Informing Improvement: Recommendations for Enhancing Accreditor Data-Use to Promote Student Success and Equity
Published Jun 2019With a primary responsibility for assuring quality and continuous institutional improvement, postsecondary accreditation agencies hold enormous power to improve student success, especially for low-income students and students of color. They also have a unique and critical responsibility to use data to inform their review efforts, evaluate their institutions’ progress, and ensure that the institutions they oversee are providing equitable opportunities for all students.
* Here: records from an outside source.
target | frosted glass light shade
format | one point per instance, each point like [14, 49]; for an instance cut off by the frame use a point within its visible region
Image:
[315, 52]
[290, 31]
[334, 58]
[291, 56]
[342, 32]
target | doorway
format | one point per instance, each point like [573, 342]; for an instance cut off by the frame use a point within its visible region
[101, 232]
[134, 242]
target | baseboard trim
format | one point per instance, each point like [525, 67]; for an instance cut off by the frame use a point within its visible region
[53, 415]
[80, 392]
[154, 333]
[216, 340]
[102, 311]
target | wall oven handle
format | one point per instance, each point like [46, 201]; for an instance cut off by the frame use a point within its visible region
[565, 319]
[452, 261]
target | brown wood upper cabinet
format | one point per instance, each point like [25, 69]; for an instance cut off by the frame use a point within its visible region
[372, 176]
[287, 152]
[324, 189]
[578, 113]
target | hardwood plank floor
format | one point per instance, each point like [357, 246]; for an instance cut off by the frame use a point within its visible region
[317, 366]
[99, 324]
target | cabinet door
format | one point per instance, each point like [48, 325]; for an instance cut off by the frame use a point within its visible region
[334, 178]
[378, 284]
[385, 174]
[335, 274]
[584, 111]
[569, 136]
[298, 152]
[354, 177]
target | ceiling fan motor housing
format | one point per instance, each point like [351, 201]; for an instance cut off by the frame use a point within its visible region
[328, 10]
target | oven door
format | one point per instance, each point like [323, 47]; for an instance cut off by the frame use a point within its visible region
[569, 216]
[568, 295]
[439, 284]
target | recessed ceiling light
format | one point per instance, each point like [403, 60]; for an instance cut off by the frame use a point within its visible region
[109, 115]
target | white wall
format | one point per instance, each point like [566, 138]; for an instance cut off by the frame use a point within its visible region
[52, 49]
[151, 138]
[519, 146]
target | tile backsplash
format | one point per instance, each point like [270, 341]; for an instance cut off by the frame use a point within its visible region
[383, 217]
Informing Improvement: Recommendations for Enhancing Accreditor Data-Use to Promote Student Success and Equity, authored by the Institute for Higher Education Policy (IHEP) and EducationCounsel, highlights this imperative, illustrates model practices, and identifies actionable opportunities for accreditors to strengthen their data-use to ensure that their institutions are promoting student success and serving students equitably.
The report puts forth three key recommendations as opportunities for accreditors to build upon and strengthen their data-use practices to promote student success and make equity a real and meaningful priority:
- Embed data-use into routine practice: Accreditors should use data to explicitly inform their focus and conclusions by routinely leveraging existing federal data sources and, when necessary, requiring reporting of additional quantitative student outcome data directly from their institutions;
- Emphasize equity: Accreditors should make equity a higher priority by requiring disaggregation of quantitative outcome metrics by at least race/ethnicity and income; and
- Increase transparency about data-use practices: Accreditors should build on the progress established in the Council of Regional Accrediting Commissions’ graduation rate report and increase the transparency to the public regarding how they collect and use data in their review processes.
The new report was informed by insights shared during a convening of national, regional, and programmatic accreditation agencies, and individual interviews with accreditors. It profiles several promising data-use practices among accreditors and recognizes the role of federal policymakers in supporting accreditors by improving the availability of accurate and timely outcomes data.
This work builds on IHEP’s longstanding history of advocating for improved data-use to promote student success. Currently, IHEP leads the Postsecondary Data Collaborative, an initiative to advocate for the use of high-quality postsecondary data to promote educational equity, evaluate and inform federal, state, and institutional policies, and empower college choices.